Hors de cette parenthèse du tournant des années 1980-1990, il faut bien constater que la publication du rapport Brundtland, comme la conférence de Rio qui en a assuré la diffusion institutionnelle, se sont –au moins pendant les années 1990– plutôt traduites par une interprétation très souple et procédurale des principes du développement durable. Paradoxalement , le succès mondial de ce rapport s’est accompagné , en France comme ailleurs d’une dilution de son message , et de l’oubli de quelques-unes de ses recommandations essentielles :plus d’efforts pour hiérarchiser les risques majeurs , la création de fonds spécifiques affectés à la protection des habitats et écosystèmes critiques , la possibilité de mettre en jeu les responsabilités en matière d’environnement devant la Cour de Justice Internationale et surtout la mobilisation massive de nouveaux moyens de financement prélevés sur l’usage des biens communs mondiaux – comme l’espace aérien- , le commerce international et les transactions financières .C’est la soutenabilité faible qui a été privilégiée, avec les Agendas 21, la responsabilité sociale des entreprises (RSE), les accords volontaires, les marchés de droits, les directives-cadres, des stratégies qui n’en sont pas…Mais à la fin des années 1990, un choc culturel se produit–à partir du moment où l’on commence à parler de facteurs 4, 10 [5] –avec l’idée que pour pouvoir atteindre des objectifs de DD il fallait avoir des politiques beaucoup plus fortes, beaucoup plus structurelles que les politiques existantes, à l’évidence insuffisantes. On a alors commencé à raisonner par objectifs chiffrés à long terme, par contraintes à ne pas dépasser, par exemple pour les émissions de CO2 à l’horizon 2050. Cela continué ensuite par les politiques de transition qui s’attachent à définir des chemins pour y parvenir. L’exemple type, c’est la loi de 2015 sur la transition énergétique. Mais l’objectif de facteur 4 pour les émissions de CO2 était déjà inscrit dans la loi de programmation énergétique de 2005 et l’on a aussi, dans un autre domaine, le cas de la directive-cadre sur l’eau fixant un objectif de bonne qualité écologique des masses d’eau à l’horizon 2015.

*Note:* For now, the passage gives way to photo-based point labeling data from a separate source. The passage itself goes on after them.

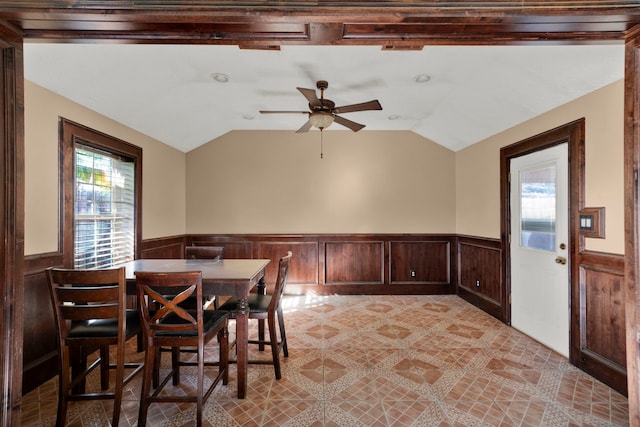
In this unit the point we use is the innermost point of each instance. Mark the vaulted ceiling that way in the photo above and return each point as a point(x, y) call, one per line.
point(452, 95)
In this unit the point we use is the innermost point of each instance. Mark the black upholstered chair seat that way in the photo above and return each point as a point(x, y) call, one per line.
point(258, 303)
point(210, 320)
point(104, 327)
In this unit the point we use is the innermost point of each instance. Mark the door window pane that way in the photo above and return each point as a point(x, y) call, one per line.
point(538, 208)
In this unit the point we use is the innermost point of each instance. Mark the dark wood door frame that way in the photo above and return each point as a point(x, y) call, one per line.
point(571, 133)
point(590, 341)
point(11, 223)
point(632, 220)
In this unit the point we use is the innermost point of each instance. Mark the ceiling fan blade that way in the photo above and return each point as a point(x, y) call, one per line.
point(311, 96)
point(348, 123)
point(363, 106)
point(283, 112)
point(305, 127)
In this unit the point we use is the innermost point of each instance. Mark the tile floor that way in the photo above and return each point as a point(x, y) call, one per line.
point(383, 361)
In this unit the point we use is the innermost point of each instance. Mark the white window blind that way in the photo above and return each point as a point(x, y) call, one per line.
point(104, 209)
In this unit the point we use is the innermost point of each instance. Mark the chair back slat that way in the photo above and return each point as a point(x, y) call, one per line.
point(81, 295)
point(89, 312)
point(204, 252)
point(166, 291)
point(281, 281)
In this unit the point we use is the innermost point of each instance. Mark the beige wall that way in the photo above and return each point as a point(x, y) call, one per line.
point(478, 167)
point(275, 182)
point(163, 171)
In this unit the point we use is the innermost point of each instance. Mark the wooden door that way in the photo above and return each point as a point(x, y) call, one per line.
point(540, 246)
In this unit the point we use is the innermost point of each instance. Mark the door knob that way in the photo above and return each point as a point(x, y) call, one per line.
point(561, 260)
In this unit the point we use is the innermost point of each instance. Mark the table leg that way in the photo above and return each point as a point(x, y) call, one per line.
point(242, 345)
point(261, 288)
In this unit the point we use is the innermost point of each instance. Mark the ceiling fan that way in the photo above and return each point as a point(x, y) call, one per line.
point(323, 112)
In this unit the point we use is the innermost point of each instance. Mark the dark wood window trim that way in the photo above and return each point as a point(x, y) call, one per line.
point(70, 134)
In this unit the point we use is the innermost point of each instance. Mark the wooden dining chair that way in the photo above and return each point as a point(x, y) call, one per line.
point(90, 313)
point(269, 308)
point(168, 324)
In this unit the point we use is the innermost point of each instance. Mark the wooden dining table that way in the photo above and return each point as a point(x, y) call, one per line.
point(228, 277)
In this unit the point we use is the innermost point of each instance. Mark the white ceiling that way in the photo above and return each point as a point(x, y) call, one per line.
point(167, 92)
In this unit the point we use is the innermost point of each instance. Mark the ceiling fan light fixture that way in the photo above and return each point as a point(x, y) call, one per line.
point(321, 120)
point(220, 77)
point(422, 78)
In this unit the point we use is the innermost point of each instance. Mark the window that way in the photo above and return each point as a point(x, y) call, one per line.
point(100, 198)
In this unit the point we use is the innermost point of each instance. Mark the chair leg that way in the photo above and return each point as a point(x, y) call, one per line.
point(175, 364)
point(63, 387)
point(104, 367)
point(283, 334)
point(223, 340)
point(273, 337)
point(150, 360)
point(261, 334)
point(117, 392)
point(156, 366)
point(200, 388)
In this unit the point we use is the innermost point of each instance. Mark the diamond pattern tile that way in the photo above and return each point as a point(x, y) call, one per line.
point(379, 361)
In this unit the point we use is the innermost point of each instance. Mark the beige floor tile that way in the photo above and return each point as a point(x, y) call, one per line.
point(379, 361)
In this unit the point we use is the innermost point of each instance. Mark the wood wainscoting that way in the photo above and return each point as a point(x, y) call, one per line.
point(40, 351)
point(374, 264)
point(598, 344)
point(480, 279)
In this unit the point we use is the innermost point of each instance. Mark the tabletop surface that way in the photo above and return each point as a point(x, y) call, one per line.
point(225, 270)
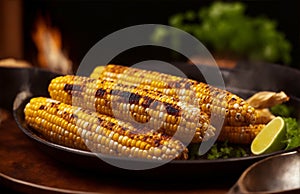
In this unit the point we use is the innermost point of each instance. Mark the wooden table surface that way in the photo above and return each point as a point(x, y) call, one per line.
point(24, 168)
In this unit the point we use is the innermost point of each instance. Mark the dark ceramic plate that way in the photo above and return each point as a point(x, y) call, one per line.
point(237, 80)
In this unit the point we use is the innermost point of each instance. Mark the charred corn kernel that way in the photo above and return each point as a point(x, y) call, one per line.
point(240, 134)
point(212, 100)
point(106, 135)
point(156, 110)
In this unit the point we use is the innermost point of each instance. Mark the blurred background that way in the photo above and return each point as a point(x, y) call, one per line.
point(252, 30)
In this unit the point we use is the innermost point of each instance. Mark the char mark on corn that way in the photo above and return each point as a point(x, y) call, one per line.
point(133, 104)
point(240, 134)
point(212, 100)
point(82, 129)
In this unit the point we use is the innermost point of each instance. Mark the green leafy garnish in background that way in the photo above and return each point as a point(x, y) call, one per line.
point(225, 29)
point(292, 133)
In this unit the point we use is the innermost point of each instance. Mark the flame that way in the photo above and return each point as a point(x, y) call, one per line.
point(49, 45)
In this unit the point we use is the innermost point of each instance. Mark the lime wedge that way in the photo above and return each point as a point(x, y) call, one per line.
point(270, 138)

Le problème qui se pose est qu’il y a souvent un très grand écart entre les politiques affichées et les politiques réelles. Les politiques par objectif, qui s’inscrivent aussi dans le nouveau management public, s’exposent souvent au risque de n’être que virtuelles. On l’a vu avec le Grenelle de l’environnement et on le voit aujourd’hui avec la loi sur la transition énergétique, car on n’intègre pas suffisamment les contraintes financières ou sociales réelles et surtout les temporalités dans ces politiques. Quand on dit que l’on va avoir 50 % d’énergie nucléaire en 2025, par exemple, c’est complètement irréaliste. On se donne les objectifs sans évaluer concrètement ce qu’on peut ou doit faire sur le court, moyen ou long terme – et les horizons d’action sont souvent envisagés de manière« fantasmagorique ». Qu’ est-ce qui est urgent ou pas ? Que faut-il faire maintenant ou qu’ est-ce qui peut être fait plus tard ? Tant qu’on n’a pas fait ça, vu les difficultés à intégrer les enjeux de long terme dans les priorités immédiates, on ne peut pas mettre en place des transitions qui soient efficaces. On a désormais une conscience beaucoup plus claire des limites, mais les chemins pour les atteindre – y compris dans le domaine de la biodiversité – ne sont pas en cohérence…
Si l’on jette un regard sur ces 50 dernières années, on voit donc, en conclusion, que les réponses politiques à la question de la soutenabilité forte n’ont pas été nulles, même si elles ont pris historiquement des formes très différentes [6]. Il est même arrivé que les responsables publics devancent les scientifiques, ce qui correspond bien à l’idée, avancée par Jérôme Ravetz, que dans le domaine de l’environnement, l’homme politique doit « devancer les certitudes » et « prendre des décisions dures sur des connaissances molles ». Mais l’ampleur des ruptures à promouvoir pour aller vers une soutenabilité forte n’est pas à portée d’une simple politique de l’environnement – quelle qu’elle soit –ne serait-ce qu’à cause de sa dimension internationale. Ce sont toutes les sociétés qui doivent se mobiliser.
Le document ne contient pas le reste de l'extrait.